Ma non esageriamo nel riposare troppo – in quanto, gli anziani greci e latini, del mondo romano e del mondo classico usavano vivere questi anni di ozio facendo di tutto, dedicandosi alle passioni e agli hobby che preferivano, relazionandosi il più possibile con i propri simili, erano un punto di riferimento culturale e sociale primario per il mondo d’allora, quindi si rendevano sempre disponibili per far sì che la loro saggezza ed esperienza alimentassero i virgulti del contesto sociale, secondo tradizioni e costumi che rispettavano gli anziani, i quali erano ben vispi e sempre attivi pur di dare ancora un senso agli ultimi anni della loro vita, trascorrendola nel modo più sereno possibile.

Anche se oggi la terza età non è più vista come in passato, perché non più produttiva, non si deve lasciare la persona anziana sola, lui o lei, ultrasessantacinquenne non si deve arrendere. Impariamo allora questa lezione dagli antichi: esser anziani è bello, la felicità è una prerogativa irrinunciabile anche nella terza età o età della pensione. Dopo i 65 anni, quando si smette di lavorare, per mantenersi in buona salute mentale e fisica, occorre che il nostro cervello non smetta, al contrario di noi che andremo in pensione, di lavorare. Le energie devono essere indirizzate verso tutte quelle cose che ci piacciono, che siano hobby o attività ludiche o impegnative, e salutari, dal giardinaggio alle passeggiate, dalle visite ai musei ai viaggi, per citare qualche occasione di svago o di sollecitazione dei neuroni che rechi piacere e benessere.

Anche fare i cruciverba può aiutare. Per dire. Perché la scienza ha dimostrato che il nostro cervello, purché sia mantenuto attivo, invecchia sì, ma in modo sereno e sorprendentemente efficiente, quando i neuroni vengano ben allenati dalla persona a fare cose che possano renderla felice. Dati statistici hanno configurato che il 96% degli anziani in Danimarca e il 95% degli anziani svedesi, grazie a un hobby, sono felici, mentre in Spagna solo il 51% vi si dedica e il grado di felicità, di conseguenza, cala.

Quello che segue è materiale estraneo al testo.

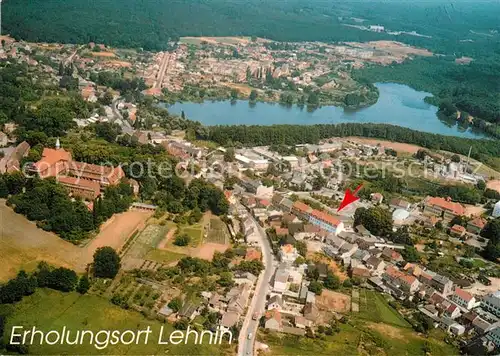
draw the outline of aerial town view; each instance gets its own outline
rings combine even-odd
[[[0,7],[0,354],[500,353],[498,2]]]

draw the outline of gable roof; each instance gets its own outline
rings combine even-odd
[[[230,328],[231,326],[235,325],[238,320],[240,319],[240,315],[236,312],[226,312],[222,315],[222,319],[220,321],[220,324],[222,326],[225,326],[226,328]]]
[[[57,177],[57,181],[63,185],[79,187],[84,190],[91,190],[95,196],[101,193],[101,186],[98,182],[75,177]]]
[[[93,178],[99,176],[100,180],[108,181],[110,184],[117,184],[120,179],[125,177],[122,167],[117,166],[100,166],[97,164],[90,164],[85,162],[72,162],[69,166],[71,173],[78,177],[88,176]],[[106,179],[104,179],[106,178]]]
[[[402,198],[392,198],[391,201],[389,202],[389,205],[394,205],[397,207],[401,208],[406,208],[408,207],[410,203]]]
[[[384,249],[382,250],[382,255],[392,260],[401,259],[401,254],[389,247],[384,247]]]
[[[455,295],[460,299],[465,300],[467,303],[470,302],[472,298],[474,298],[472,294],[470,294],[467,291],[464,291],[461,288],[455,288]]]
[[[281,313],[278,309],[268,310],[265,314],[266,320],[275,319],[278,323],[281,324]]]
[[[382,260],[380,258],[375,257],[375,256],[370,256],[366,260],[366,264],[369,266],[373,266],[373,267],[378,267],[380,265],[380,263],[382,263]]]
[[[262,257],[262,252],[255,249],[255,248],[249,248],[245,254],[245,260],[247,261],[260,261]]]
[[[295,247],[293,247],[293,245],[291,245],[291,244],[283,245],[283,246],[281,246],[281,252],[283,252],[285,254],[294,253]]]
[[[353,277],[370,277],[370,271],[362,267],[354,267],[351,270],[351,275]]]
[[[332,226],[338,226],[340,224],[340,220],[337,219],[335,216],[330,215],[328,213],[325,213],[324,211],[320,210],[313,210],[311,213],[311,216],[314,216],[318,220],[324,221]]]
[[[269,299],[269,302],[267,303],[267,305],[270,305],[273,303],[277,303],[279,306],[283,306],[283,299],[281,298],[281,295],[277,294],[277,295],[272,296]]]
[[[452,202],[450,199],[441,197],[427,197],[425,204],[437,206],[443,210],[450,211],[455,215],[465,215],[465,208],[460,203]]]
[[[483,229],[486,226],[486,219],[476,217],[475,219],[469,221],[468,224]]]
[[[277,227],[276,236],[286,236],[288,235],[288,229],[286,227]]]
[[[293,203],[293,208],[302,213],[310,213],[312,211],[312,208],[309,205],[301,202],[300,200]]]
[[[53,148],[44,148],[42,158],[35,163],[35,167],[38,171],[43,172],[60,161],[71,161],[71,153],[62,148],[58,150]]]
[[[465,232],[465,227],[462,225],[455,224],[451,227],[451,231],[458,232],[458,233],[464,233]]]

È necessario perciò che si crei un circolo virtuoso in cui, mantenendo costantemente attive le funzioni neuronali del cervello nei modi più ingegnosi, ma anche semplici e genuini che si preferiscono per recare piacere e benessere al corpo e alla mente dell’anziano, ecco che anche la vecchiaia diventa senza alcun dubbio un periodo della vita, sia pure l’ultimo, da assaporare con gioia, in cui la dignità della persona corrisponde, equivale e coincide con la sua salute mentale e fisica e la sua serenità di spirito.